Dbs101_flippedclass11

Posted May 31, 2024 Updated Jun 5, 2024

By Dupchu Wangmo 7 min read

Unit 11: Concurrency Control

Locks

A lock is a mechanism that allows transactions to gain either read or write access to data, ensuring that conflicts are prevented and data isolation is maintained. Its purpose is to coordinate access to shared resources, preventing multiple transactions from modifying the same data simultaneously, which could lead to data inconsistencies or corruption. By acquiring a lock, a transaction can safely read or modify data without interference from other concurrent transactions, thereby preserving data integrity and ensuring that each transaction operates on a consistent view of the data.

Why lock resources?

Preventing Conflicts: Locks ensure multiple transactions don’t modify the same data item simultaneously, avoiding inconsistencies.
Mutual Exclusion: Only one transaction holds a lock for modification at a time, serializing access and preventing data corruption.
Data Integrity: By controlling access, locks safeguard data from being left in an unexpected state due to conflicting modifications.
Isolation Levels: Locks help enforce the desired level of isolation between concurrent transactions.

Difference Between Lock and Latch in Database

Locks:
- Focus: Logical data access control.
- Scope: Granularity can vary - tables, rows, or even indexes.
- Duration: Held for the entire transaction duration.
- Types: Different modes like shared (read) or exclusive (write) for controlling access based on isolation level.
- Control: Developers and applications can manage locks through transactions.
- Purpose: Ensure data consistency across concurrent transactions by preventing conflicting modifications.
Latches:
- Focus: Memory management and internal synchronization.
- Scope: Protect specific memory structures like data pages in the buffer pool.
- Duration: Short-lived, acquired only for the specific operation on the memory structure.
- Type: Typically offer exclusive access, ensuring data consistency within the memory area.
- Control: Internal to the database engine, not directly controllable by developers.
- Purpose: Maintain internal consistency of data in memory during operations like reading, writing, or flushing to disk.

Two main modes of Locks

Shared (S) Lock:
- When a transaction Ti acquires a shared lock on a data item Q, it is allowed to read Q, but not modify or write to it.
- Multiple transactions can hold shared locks on the same data item simultaneously, allowing concurrent read access.
- A shared lock prevents any other transaction from acquiring an exclusive lock on the same data item, ensuring read consistency.
Exclusive (X) Lock:
- When a transaction Ti acquires an exclusive lock on a data item Q, it is allowed to both read and write to Q.
- Only one transaction can hold an exclusive lock on a data item at any given time, ensuring exclusive access.
- An exclusive lock prevents any other transaction from acquiring a shared or exclusive lock on the same data item, effectively blocking all other access.

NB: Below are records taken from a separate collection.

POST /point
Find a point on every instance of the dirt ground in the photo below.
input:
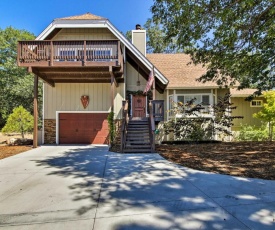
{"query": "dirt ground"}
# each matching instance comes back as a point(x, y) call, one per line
point(246, 159)
point(6, 151)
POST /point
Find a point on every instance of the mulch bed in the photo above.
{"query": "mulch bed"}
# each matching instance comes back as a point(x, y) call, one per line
point(246, 159)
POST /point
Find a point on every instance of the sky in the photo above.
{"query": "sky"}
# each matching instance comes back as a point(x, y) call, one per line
point(35, 15)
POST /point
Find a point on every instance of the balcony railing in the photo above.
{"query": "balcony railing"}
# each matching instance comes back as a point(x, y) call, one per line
point(33, 52)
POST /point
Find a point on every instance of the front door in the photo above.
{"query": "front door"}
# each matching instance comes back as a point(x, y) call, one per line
point(139, 106)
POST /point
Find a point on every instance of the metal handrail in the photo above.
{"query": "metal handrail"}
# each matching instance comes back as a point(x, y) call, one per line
point(124, 125)
point(152, 127)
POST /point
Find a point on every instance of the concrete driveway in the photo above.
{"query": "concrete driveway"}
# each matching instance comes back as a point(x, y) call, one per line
point(87, 187)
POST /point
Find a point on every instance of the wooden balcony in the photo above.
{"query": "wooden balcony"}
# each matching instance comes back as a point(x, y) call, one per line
point(68, 53)
point(72, 61)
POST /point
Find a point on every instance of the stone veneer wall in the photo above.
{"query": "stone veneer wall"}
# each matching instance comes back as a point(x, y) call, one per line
point(49, 131)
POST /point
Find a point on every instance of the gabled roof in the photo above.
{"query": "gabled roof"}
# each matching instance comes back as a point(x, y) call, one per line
point(87, 16)
point(242, 93)
point(92, 21)
point(179, 71)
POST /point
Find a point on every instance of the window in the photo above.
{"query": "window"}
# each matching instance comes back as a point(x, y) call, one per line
point(256, 103)
point(204, 99)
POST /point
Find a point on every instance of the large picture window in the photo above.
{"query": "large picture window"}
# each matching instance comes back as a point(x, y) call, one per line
point(204, 99)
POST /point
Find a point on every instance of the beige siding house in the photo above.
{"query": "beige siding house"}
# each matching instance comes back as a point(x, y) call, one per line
point(90, 69)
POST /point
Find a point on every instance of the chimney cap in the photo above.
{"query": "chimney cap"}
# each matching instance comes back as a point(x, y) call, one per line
point(138, 27)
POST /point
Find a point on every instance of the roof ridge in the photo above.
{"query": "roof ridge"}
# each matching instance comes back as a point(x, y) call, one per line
point(86, 16)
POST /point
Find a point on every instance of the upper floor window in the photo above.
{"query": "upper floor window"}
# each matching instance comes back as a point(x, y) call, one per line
point(256, 103)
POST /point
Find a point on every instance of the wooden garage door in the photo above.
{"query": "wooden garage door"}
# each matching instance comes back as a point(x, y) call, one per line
point(83, 128)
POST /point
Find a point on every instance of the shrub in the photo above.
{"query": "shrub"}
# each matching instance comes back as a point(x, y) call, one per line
point(19, 121)
point(253, 133)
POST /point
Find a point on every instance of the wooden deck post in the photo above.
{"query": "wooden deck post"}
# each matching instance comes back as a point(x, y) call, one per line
point(154, 84)
point(35, 112)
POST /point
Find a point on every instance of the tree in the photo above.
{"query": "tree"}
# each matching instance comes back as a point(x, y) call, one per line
point(267, 113)
point(19, 121)
point(233, 39)
point(16, 84)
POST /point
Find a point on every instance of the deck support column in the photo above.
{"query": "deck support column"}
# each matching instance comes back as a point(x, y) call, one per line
point(113, 84)
point(35, 112)
point(154, 84)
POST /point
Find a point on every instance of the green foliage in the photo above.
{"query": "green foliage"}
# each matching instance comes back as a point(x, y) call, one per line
point(267, 113)
point(253, 133)
point(16, 84)
point(111, 125)
point(234, 40)
point(189, 123)
point(19, 121)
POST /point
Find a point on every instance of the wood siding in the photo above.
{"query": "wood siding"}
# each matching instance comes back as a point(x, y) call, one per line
point(66, 97)
point(132, 77)
point(84, 34)
point(244, 109)
point(119, 97)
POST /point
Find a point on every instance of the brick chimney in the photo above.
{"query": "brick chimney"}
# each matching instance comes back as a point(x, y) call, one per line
point(139, 39)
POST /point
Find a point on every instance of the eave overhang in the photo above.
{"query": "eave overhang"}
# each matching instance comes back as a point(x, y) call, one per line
point(63, 23)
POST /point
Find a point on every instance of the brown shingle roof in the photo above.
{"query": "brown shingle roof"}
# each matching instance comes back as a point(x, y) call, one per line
point(241, 93)
point(87, 16)
point(176, 69)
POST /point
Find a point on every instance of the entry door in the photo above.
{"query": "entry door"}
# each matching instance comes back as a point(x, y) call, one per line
point(139, 106)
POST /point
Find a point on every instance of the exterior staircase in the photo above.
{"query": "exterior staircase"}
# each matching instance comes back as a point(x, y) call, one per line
point(138, 136)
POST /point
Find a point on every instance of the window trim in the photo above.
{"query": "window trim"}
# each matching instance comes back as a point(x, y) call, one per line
point(261, 103)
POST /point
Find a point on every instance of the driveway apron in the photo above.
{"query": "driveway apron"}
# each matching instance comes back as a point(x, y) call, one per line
point(88, 187)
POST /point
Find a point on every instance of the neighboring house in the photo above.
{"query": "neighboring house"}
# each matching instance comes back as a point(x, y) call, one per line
point(89, 68)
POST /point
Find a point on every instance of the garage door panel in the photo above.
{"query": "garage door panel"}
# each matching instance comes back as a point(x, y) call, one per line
point(83, 128)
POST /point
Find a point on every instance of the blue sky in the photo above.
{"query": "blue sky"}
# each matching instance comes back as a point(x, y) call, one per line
point(35, 15)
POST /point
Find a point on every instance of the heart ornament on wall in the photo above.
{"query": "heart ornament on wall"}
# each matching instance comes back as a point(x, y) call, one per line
point(85, 101)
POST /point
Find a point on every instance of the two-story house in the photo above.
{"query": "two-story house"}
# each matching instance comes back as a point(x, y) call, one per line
point(89, 68)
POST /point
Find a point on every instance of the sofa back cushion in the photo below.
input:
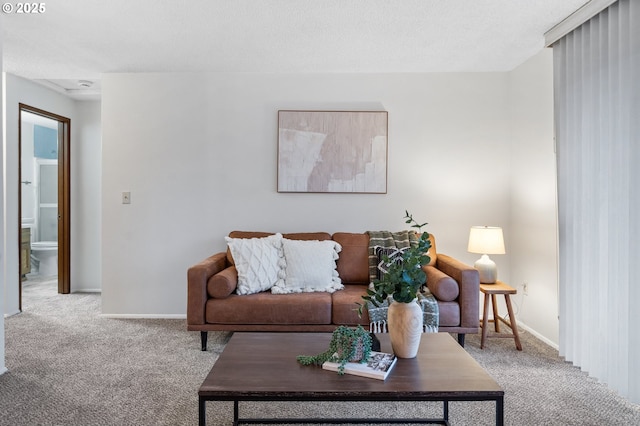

The rules governing the compatibility of lock modes are:

Multiple shared locks are compatible with each other, allowing concurrent read access.
An exclusive lock is incompatible with any other lock (shared or exclusive) on the same data item.
A shared lock is compatible with other shared locks but incompatible with an exclusive lock on the same data item.

Locks are granted in databases when no other transaction holds a conflicting lock on the same data item, and there are no earlier pending lock requests for that item. This prevents starvation by considering the pending lock request queue in a fair order, such as arrival time, rather than continuously granting new compatible requests ahead of older ones. Granting locks this way ensures data integrity, prevents conflicts, and avoids indefinitely blocking transactions from acquiring necessary locks.

The two-phase locking protocol is a concurrency control method used in database systems to ensure serializability of transactions. It consists of the following two phases:

Growing Phase:

- During this phase, a transaction can acquire (lock) the data items it needs to access.

It is not allowed to release (unlock) any data item during this phase.

Shrinking Phase:
- In this phase, the transaction can only release (unlock) the data items it has locked. It is not permitted to acquire any new locks on additional data items.

The key rules of the two-phase locking protocol are:

After a transaction releases (unlocks) a data item, it can no longer acquire any new locks.
A transaction cannot acquire a lock after it has released any lock.

Implementation of locking

Lock Manager Process:
- There is a dedicated lock manager process (or component) responsible for handling lock requests, grants, and unlocks from transactions.
Lock Table:
- The lock manager maintains a lock table, which is a data structure that tracks the locks held on various data items.
- For each data item, there is a linked list of lock records, ordered by the arrival time of the lock requests.
Lock Request Handling:
- When a transaction requests a lock on a data item, the lock manager adds a new lock record to the end of the linked list for that data item.
- Lock requests are granted if they are compatible with the existing locks held on the data item and if there are no earlier pending lock requests.
- The order of lock requests in the linked list ensures fairness and prevents starvation.
Unlock Handling:
- When a transaction unlocks (releases) a data item, the lock manager removes the corresponding lock record from the linked list for that data item.
- Removing a lock record may allow later pending lock requests in the linked list to be granted, as they may now be compatible with the remaining locks.

Locking in Practice

SHARE Mode : Allows read and schema modification operations but not data modification operations within the same transaction.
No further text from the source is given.